Being a kindergarten teacher, I have the opportunity to watch kids grow and change right before my eyes. By the end of the year some of them will have learned to tie their shoes, some will have grown 5 inches, some will lose their lisp, and many will lose their first tooth. All of this is very exciting for them and they're all very eager to reach each milestone, even the one that involves losing a part of their body followed by a stream of blood.
I have watched my students excitedly wiggle their first loose tooth in order to make it happen sooner. The "late bloomers" even wiggle unwilling teeth to reach this exciting milestone. By this time of year half our students' smiles are starting to look like creepy jack-o-lanterns. Yet, this does not stop them from flashing their new toothless smiles at you. They wear the holes in their smiles like badges of honor, telling their peers all the gory details of how they got it.
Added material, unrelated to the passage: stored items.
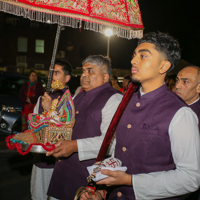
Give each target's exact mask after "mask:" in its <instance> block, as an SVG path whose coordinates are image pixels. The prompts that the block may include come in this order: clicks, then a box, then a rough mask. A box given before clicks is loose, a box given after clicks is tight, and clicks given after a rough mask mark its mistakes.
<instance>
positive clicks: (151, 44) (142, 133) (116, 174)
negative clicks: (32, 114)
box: [25, 32, 200, 200]
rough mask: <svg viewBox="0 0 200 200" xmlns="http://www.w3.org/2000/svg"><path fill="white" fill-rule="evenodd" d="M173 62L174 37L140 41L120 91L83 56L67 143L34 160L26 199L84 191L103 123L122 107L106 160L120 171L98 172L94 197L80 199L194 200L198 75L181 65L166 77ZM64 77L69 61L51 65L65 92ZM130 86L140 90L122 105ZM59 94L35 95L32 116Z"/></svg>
mask: <svg viewBox="0 0 200 200" xmlns="http://www.w3.org/2000/svg"><path fill="white" fill-rule="evenodd" d="M180 57H181V54H180V48H179V43H178V41H177V40H175V39H174V38H173V37H171V36H169V35H168V34H165V33H154V32H152V33H148V34H146V35H144V37H143V38H142V39H140V40H139V41H138V46H137V47H136V49H135V50H134V51H133V58H132V60H131V64H132V68H131V74H132V76H130V75H126V76H125V77H124V80H123V85H122V88H121V87H120V86H119V83H118V80H117V77H116V76H115V75H113V76H111V60H110V59H109V58H108V57H104V56H101V55H92V56H89V57H87V58H86V59H85V60H84V61H83V62H82V71H83V72H82V75H81V80H80V82H81V87H80V88H79V89H80V90H79V91H78V92H77V94H76V95H75V96H74V97H73V101H74V105H75V125H74V128H73V133H72V140H62V141H59V142H57V143H56V144H55V149H54V150H52V151H50V152H47V153H46V155H40V154H38V155H37V156H35V159H34V165H33V170H32V177H31V195H32V199H33V200H47V199H50V200H55V199H59V200H73V199H74V197H75V194H76V192H77V190H78V189H79V188H80V187H81V186H86V185H87V180H86V178H87V177H88V175H89V174H88V171H87V167H88V166H91V165H93V164H94V163H95V159H96V158H97V156H98V153H99V149H100V147H101V145H102V142H103V139H104V136H105V134H106V132H107V129H108V127H109V125H110V122H111V120H112V118H113V116H114V114H115V112H116V110H117V108H118V106H119V104H120V103H123V104H124V105H126V109H125V110H124V112H123V113H121V114H122V117H121V120H120V122H119V124H118V126H117V129H116V133H115V136H114V138H113V140H112V143H111V144H110V148H109V152H108V156H111V157H115V158H117V159H119V160H121V162H122V165H123V166H126V167H127V171H126V172H124V171H111V170H108V169H103V170H101V173H102V174H104V175H107V176H108V177H107V178H104V179H102V180H99V181H97V182H96V183H97V190H96V191H95V193H94V194H92V193H90V192H87V191H84V192H83V193H82V194H81V196H80V200H101V199H108V200H117V199H120V200H134V199H138V200H153V199H166V200H169V199H173V200H175V199H176V200H178V199H194V200H198V198H200V196H199V193H200V191H199V186H200V148H199V147H200V136H199V129H200V125H199V118H200V100H199V93H200V68H199V67H197V66H187V67H185V68H183V69H182V70H181V71H180V72H179V73H178V75H174V74H171V75H170V71H171V70H172V69H173V68H174V67H175V65H176V64H177V62H178V61H179V59H180ZM71 72H72V69H71V65H70V64H69V63H68V62H65V61H57V62H56V63H55V67H54V73H53V81H55V80H59V81H60V82H62V83H63V84H64V85H65V84H66V83H67V82H68V81H69V80H70V77H71ZM168 74H169V75H168ZM30 83H33V81H31V78H30ZM130 83H133V84H137V85H138V83H139V84H140V86H139V89H138V91H137V92H135V93H134V94H133V96H132V97H131V99H130V101H129V102H127V101H126V98H124V99H123V96H124V95H126V91H127V89H128V87H129V85H130ZM32 85H33V84H32ZM66 90H67V88H64V89H62V90H59V91H52V92H51V93H50V94H49V95H48V94H47V93H44V95H41V97H39V98H38V96H37V98H38V101H37V104H36V106H35V108H34V112H35V113H42V112H43V109H45V110H47V111H48V110H49V108H50V105H51V102H52V100H53V99H55V98H58V96H60V97H61V96H62V94H63V93H64V92H65V91H66ZM25 94H27V92H25ZM127 94H128V93H127ZM25 101H26V102H27V103H30V102H29V101H31V97H30V96H27V95H26V98H25ZM27 103H26V104H27ZM31 103H32V105H34V104H35V103H36V101H31Z"/></svg>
My stomach isn't as strong as it should be for someone in my profession because I find wiggly teeth and bloody gum holes rather disgusting. The worst is when they show me a tooth hanging on by a thread. Ew. I even had to pull one out with my bare hands once. Yet, as gross as it was there was something magical about it that made it all bearable.
It seems society has done a great job at easing the pain of this early childhood metamorphosis. This is due in part to the fact that this change is inevitable and marks the passage from early childhood to middle childhood. And for little kids becoming a big kid is the most important goal they have, no matter how bloody or ugly it is to get there. It also helps that they are still young enough to believe that a tooth-collecting fairy comes in their room at night and exchanges their bone fragments for dollar bills.
This tooth fairy thing got me thinking that grown ups need something magical to help us through our late life changes. A Wrinkle Fairy? Gray Hair Fairy? Hip Replacement Fairy? First Pair of Reading Glasses Fairy? At the very least it should be socially acceptable to run up to your peers and say "look, at my first gray hair! isn't it cool?"
Change is inevitable at every stage of life. Let's make like kindergartners and wear our ugly marks of age like badges of honor!